• Ragini Shukla Asst. Prof., Department of IT, Dr. C. V. Raman University Bilaspur, Chhattisgarh, India
  • Manoj Kumar Research Scholar, Department of IT, Dr. C. V. Raman University Bilaspur, Chhattisgarh, India


Performance Appraisal, management and employee Cascaded, Fuzzy Inference System, Sensitivity Analysis, Fuzzy membership, Fuzzy Rules


Most companies and Organization use performance appraisal system to evaluate the managers performance.

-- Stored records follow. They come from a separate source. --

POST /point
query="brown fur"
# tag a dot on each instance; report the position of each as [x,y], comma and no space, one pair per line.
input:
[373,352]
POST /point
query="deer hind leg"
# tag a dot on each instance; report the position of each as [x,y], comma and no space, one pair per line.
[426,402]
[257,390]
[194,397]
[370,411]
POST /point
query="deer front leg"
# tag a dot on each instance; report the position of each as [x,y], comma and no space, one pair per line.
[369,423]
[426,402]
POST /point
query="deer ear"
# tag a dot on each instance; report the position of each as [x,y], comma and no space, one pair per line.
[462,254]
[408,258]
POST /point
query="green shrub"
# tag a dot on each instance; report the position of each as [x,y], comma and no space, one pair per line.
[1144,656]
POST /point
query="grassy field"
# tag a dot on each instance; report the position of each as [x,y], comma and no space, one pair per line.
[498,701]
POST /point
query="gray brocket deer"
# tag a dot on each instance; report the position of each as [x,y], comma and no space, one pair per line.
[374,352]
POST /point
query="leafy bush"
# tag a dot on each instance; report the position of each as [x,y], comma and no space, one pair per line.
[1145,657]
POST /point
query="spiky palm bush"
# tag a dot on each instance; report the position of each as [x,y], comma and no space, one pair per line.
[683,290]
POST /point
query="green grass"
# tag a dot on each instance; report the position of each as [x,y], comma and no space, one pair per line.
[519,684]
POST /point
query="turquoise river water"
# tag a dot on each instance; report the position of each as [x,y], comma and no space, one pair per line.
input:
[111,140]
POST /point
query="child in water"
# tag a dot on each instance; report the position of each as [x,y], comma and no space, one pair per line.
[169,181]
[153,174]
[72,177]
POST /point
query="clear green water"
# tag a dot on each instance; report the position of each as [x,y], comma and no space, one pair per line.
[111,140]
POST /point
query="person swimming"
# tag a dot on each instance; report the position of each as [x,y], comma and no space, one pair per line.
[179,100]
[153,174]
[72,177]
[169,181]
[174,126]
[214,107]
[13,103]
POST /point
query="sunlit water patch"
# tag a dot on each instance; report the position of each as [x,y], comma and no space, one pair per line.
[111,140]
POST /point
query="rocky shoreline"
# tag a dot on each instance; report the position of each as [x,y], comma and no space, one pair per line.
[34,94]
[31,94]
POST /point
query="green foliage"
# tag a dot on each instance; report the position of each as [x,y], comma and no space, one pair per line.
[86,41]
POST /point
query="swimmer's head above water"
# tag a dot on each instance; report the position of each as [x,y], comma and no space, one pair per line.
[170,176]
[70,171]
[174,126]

The managers performance is very important to the management of company and as well as industrial organizations.  In which usually involves crisp and uncertain values to evaluate managers performance. In this paper we proposed to evaluate managers performance on the basis of different factors, applying into fuzzy inference system (FIS) , FIS is the process of formulating the mapping from a given input to an output using fuzzy logic. We can consider some of the most relevant factors, and developed rules will be fuzzified. As input fuzzy variable performance will be fuzzified with suitable fuzzy linguistic variable and ultimately FIS will be developed. This paper explains the comparison of two different membership function and getting more or less similar, So as to achieve the shape of membership function, which is not playing much role to evaluate the performance in positive or negative direction.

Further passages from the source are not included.